Department of Ultrasound, Chinese Academy of Medical Sciences and Peking Union Medical College Hospital, Beijing 100730, China

Contributions: (I) Conception and design: Y Jiang; (II) Administrative support: J Li; (III) Provision of study materials or patients: Q Zhu, H Liu; (IV) Collection and assembly of data: M Xiao, C Zhao; (V) Data analysis and interpretation: J Zhang, J Li; (VI) Manuscript writing: All authors; (VII) Final approval of manuscript: All authors.

^#These authors contributed equally to this work.
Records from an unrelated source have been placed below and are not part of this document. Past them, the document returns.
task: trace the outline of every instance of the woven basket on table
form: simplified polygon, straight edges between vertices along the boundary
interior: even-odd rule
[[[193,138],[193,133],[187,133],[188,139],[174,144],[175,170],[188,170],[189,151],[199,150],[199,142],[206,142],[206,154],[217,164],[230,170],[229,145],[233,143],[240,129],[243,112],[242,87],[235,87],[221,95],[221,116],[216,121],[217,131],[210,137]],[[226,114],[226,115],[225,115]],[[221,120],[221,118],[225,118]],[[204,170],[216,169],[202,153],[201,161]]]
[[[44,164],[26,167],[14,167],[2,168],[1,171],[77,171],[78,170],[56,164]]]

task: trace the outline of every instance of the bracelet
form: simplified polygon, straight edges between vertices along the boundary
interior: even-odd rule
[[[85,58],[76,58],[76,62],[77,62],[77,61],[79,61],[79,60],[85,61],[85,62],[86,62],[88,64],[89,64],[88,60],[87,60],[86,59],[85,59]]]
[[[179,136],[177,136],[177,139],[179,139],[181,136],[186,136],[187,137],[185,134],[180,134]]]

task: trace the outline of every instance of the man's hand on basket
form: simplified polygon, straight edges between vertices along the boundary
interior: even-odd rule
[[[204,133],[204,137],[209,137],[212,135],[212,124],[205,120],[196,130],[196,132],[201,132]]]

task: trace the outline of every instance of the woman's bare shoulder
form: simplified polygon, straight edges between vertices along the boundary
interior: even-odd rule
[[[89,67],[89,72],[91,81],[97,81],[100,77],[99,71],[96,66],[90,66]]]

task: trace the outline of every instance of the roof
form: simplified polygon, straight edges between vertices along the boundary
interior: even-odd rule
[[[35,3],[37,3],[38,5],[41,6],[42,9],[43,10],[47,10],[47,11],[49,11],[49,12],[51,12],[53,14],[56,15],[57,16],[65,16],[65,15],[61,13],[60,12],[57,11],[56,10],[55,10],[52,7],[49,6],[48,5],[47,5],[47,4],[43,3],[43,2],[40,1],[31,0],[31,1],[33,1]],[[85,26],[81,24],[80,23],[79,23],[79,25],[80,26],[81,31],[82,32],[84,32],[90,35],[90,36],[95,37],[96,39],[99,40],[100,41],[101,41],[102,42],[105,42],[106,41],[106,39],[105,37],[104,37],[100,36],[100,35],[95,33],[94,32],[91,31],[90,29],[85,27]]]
Correspondence to: Yuxin Jiang. Department of Ultrasound, Chinese Academy of Medical Sciences and Peking Union Medical College Hospital, Shuaifuyuan 1st, Dongcheng District, Beijing 100730, China. Email: jiangyuxinxh@163.com.

Background: Deep learning-based computer-aided diagnosis (CAD) is an important method in aiding diagnosis for radiologists. We investigated the accuracy of a deep learning-based CAD in classifying breast lesions with different histological types.
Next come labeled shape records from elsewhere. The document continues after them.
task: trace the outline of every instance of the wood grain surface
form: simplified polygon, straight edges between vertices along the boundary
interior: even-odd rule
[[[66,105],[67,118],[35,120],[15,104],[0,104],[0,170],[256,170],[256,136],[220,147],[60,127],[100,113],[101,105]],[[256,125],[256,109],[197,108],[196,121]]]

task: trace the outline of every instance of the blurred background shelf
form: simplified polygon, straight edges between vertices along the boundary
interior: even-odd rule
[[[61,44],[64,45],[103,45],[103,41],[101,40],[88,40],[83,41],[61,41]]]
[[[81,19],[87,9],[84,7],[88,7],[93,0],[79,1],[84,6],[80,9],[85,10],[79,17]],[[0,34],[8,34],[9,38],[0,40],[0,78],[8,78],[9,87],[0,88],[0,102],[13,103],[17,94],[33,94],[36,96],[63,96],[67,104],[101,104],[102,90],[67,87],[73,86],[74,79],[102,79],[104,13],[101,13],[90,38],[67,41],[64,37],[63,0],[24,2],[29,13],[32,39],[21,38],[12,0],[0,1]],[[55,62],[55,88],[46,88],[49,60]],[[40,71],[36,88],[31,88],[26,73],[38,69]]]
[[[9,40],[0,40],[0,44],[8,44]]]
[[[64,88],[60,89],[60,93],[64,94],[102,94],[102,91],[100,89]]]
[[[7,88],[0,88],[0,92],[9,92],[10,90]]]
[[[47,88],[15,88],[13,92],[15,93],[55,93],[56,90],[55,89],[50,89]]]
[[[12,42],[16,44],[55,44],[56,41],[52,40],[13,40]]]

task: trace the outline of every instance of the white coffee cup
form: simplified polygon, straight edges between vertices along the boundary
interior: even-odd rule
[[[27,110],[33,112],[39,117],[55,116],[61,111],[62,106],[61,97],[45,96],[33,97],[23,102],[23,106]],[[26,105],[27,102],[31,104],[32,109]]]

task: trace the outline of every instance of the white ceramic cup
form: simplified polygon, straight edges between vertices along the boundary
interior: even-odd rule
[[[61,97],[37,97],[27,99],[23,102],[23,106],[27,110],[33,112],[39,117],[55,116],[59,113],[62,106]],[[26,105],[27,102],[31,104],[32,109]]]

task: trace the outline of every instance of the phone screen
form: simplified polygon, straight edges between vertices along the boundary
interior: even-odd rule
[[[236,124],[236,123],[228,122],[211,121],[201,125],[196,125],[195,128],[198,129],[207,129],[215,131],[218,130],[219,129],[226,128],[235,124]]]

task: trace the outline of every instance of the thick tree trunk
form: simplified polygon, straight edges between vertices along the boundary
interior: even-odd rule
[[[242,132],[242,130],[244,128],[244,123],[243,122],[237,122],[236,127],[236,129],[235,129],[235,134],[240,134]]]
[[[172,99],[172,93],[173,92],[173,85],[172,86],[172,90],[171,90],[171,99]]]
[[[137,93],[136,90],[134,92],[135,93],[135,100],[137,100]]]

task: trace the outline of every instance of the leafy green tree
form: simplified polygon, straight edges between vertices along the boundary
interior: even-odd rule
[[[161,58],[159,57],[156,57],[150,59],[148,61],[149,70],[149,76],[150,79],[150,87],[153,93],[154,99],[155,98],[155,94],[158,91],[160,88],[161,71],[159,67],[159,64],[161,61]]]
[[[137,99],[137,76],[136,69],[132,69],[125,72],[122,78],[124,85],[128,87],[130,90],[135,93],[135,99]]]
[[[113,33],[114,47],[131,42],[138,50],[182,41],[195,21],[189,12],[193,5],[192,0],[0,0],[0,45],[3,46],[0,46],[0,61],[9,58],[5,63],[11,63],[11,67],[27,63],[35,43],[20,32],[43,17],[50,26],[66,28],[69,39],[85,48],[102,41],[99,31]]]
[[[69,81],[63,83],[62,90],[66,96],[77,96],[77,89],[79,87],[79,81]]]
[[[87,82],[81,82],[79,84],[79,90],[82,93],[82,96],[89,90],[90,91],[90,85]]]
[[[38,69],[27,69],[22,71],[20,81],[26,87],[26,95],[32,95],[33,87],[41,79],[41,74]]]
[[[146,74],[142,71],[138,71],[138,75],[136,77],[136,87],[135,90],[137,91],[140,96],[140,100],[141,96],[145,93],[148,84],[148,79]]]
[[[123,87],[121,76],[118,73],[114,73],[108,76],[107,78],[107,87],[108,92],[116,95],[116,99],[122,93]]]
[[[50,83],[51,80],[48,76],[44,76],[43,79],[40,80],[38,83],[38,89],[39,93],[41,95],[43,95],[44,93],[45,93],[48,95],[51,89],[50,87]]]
Methods: A total of 448 breast lesions were detected on ultrasound (US) and classified by an experienced radiologist, a resident and deep learning-based CAD respectively. The pathological results of the lesions were chosen as the golden standard. The diagnostic performances of the three raters in different pathological types were analyzed.

Results: For the overall diagnostic performance, deep learning-based CAD presented a significantly higher specificity (76.96%) compared with the two radiologists. The area under ROC of CAD was almost equal with the experienced radiologist (0.81 vs. 0.81), while significantly higher than the resident (0.81 vs. 0.70, P<0.0001). In the benign lesions, deep learning-based CAD had a higher accuracy than both the two radiologists, which correctly classified as benign lesions in 119/135 of fibroadenomas (88.1%), 25/35 of adenosis (71.4%), 14/27 of intraductal papillary tumors (51.9%), 5/10 of inflammation (50%), and 4/8 of sclerosing adenosis (50%). But only the differences between CAD and the two radiologists in fibroadenomas had statistical significance (P=0.0011 and P=0.0313), and the differences between CAD and the resident in adenosis had statistical significance (P=0.012). In the malignant lesions, 151/168 of invasive ductal carcinomas (89.9%), 21/29 of ductal carcinoma in situ (DCIS) (72.4%) and 6/7 of invasive lobular carcinomas (85.7%) were diagnosed as malignancies by deep learning-based CAD, with no significant differences between CAD and the two radiologists.

Conclusions: In the diagnosis of these common types of breast lesions, deep learning-based CAD had a satisfying performance. Deep learning-based CAD had a better performance in the breast benign lesions, especially in fibroadenomas and adenosis. Therefore, deep learning-based CAD is a promising supplemental tool to US to increase the specificity and avoid unnecessary benign biopsies.

Keywords: Deep learning; diagnosis, computer-aided; breast; ultrasound (US); pathology

Submitted Sep 10, 2019. Accepted for publication Nov 27, 2019.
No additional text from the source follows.